2. **Wi-Fi Configuration:** Intune policies establishing Wi-Fi profiles might be stored under a CSP like `Microsoft-Windows-NetworkConnectivity`. The registry includes details like SSID, password, and security type for the Wi-Fi network.
3. **Password Complexity:** Policies enforcing minimum password length, complexity requirements, or password expiration can be stored with a CSP like `Microsoft-Windows-DeviceManagement-Enterprise MDM`. The registry hold values for minimum password length or character type requirements.

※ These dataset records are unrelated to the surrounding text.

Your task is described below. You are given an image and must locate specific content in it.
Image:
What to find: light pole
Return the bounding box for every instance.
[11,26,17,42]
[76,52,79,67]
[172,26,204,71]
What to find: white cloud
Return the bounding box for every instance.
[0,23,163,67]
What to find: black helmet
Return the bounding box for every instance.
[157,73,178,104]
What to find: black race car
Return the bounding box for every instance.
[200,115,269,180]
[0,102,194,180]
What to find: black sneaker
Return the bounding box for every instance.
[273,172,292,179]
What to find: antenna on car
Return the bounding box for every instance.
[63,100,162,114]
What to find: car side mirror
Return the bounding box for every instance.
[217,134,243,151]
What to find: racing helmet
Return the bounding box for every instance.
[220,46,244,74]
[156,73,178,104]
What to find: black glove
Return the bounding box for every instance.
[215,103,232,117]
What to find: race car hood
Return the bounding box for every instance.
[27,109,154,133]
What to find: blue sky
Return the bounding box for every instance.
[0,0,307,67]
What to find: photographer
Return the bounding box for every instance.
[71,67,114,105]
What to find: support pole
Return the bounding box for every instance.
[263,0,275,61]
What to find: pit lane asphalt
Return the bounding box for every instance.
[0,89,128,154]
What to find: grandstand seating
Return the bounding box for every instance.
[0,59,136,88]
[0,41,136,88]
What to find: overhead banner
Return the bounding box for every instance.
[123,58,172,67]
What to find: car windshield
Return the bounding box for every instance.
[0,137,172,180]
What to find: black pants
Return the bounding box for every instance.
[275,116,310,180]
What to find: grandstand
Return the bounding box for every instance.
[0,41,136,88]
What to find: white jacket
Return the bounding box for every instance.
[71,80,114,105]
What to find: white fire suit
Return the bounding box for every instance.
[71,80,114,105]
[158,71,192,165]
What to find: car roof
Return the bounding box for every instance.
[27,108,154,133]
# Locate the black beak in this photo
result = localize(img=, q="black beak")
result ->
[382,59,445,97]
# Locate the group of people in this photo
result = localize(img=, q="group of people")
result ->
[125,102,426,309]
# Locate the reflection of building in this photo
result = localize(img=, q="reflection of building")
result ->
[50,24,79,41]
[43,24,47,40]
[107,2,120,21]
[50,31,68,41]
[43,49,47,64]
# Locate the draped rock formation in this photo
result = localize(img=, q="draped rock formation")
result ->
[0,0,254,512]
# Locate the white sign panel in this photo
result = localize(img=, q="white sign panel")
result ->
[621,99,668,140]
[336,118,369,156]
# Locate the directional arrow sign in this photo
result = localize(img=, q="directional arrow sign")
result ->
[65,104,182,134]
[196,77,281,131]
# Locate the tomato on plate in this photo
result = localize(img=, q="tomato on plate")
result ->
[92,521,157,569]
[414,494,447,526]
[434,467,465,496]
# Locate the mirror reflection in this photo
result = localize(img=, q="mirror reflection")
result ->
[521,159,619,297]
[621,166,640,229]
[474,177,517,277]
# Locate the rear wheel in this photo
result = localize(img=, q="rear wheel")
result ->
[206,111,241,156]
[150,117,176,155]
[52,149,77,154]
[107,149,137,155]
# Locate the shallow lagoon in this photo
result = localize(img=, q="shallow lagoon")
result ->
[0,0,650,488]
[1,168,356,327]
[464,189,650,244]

4. **Mobile Device Management (MDM) Restrictions:** Policies restricting device functionality like camera usage or data encryption can be stored under a relevant CSP. The registry contains like disabling the camera app or enforcing encryption for on-device data.
5. **Operating System Updates:** Intune policies for managing Windows Update settings or deferral periods might be stored under a CSP like `Microsoft-Windows-Update`. The registry includes values for deferral periods or automatic update configuration.
6. **Application Management:** Policies deploying applications or managing app permissions can be stored under an application-specific CSP. The registry contains like installation paths or permission settings for the managed application.
7. **Device Health Monitoring:** Intune policies for configuring health reporting or compliance checks might be stored under a CSP like `Microsoft-Windows-DeviceManagement-Enterprise MDM`. The registry hold settings for reporting frequency or specific compliance checks to be performed.
8. **Remote Lock and Wipe:** Policies allowing remote device lock or data wipe in case of loss or theft can be stored under a relevant CSP. The registry contains settings for enabling remote wipe functionality or triggering conditions.
9. **Security Baselines:** Intune policies enforcing specific security configurations (e.g., firewall settings) can be stored under a security-focused CSP. The registry hold values for firewall rules or other security-related configurations
The role of OMA-URI:
If settings cannot be set in the GUI of Microsoft Intune but are available as a CSP, this can be set using OMA-URI configuration. By creating a custom profile type when creating a configuration policy. It’s expected though that with the introduction of the Settings Catalog where all possible settings will be made available through the Settings Catalog.
In the end, either the setting created using a GUI option, or by specifying the OMA-URI configuration, the policy that the endpoint receive are based on the OMA-URI settings. Keep in mind that the behavior of a CSP depends on the CSP. Some CSPs remove the setting, and some CSPs keep the setting, also called tattooing.
The role of Settings Catalog:
Settings Catalog plays a key role in simplifying device configuration management within Microsoft Intune. It provides centralized repository which allows Settings Catalog acts as a one-stop shop for all configurable settings supported by Intune for various device platforms (Windows, iOS/iPadOS, macOS, etc.). It also aims to encompass all settings previously accessible through individual templates or custom profiles. With Setting Catalog, it simplifies discovery which allows your administrators to easily search for and identify the desired configuration options.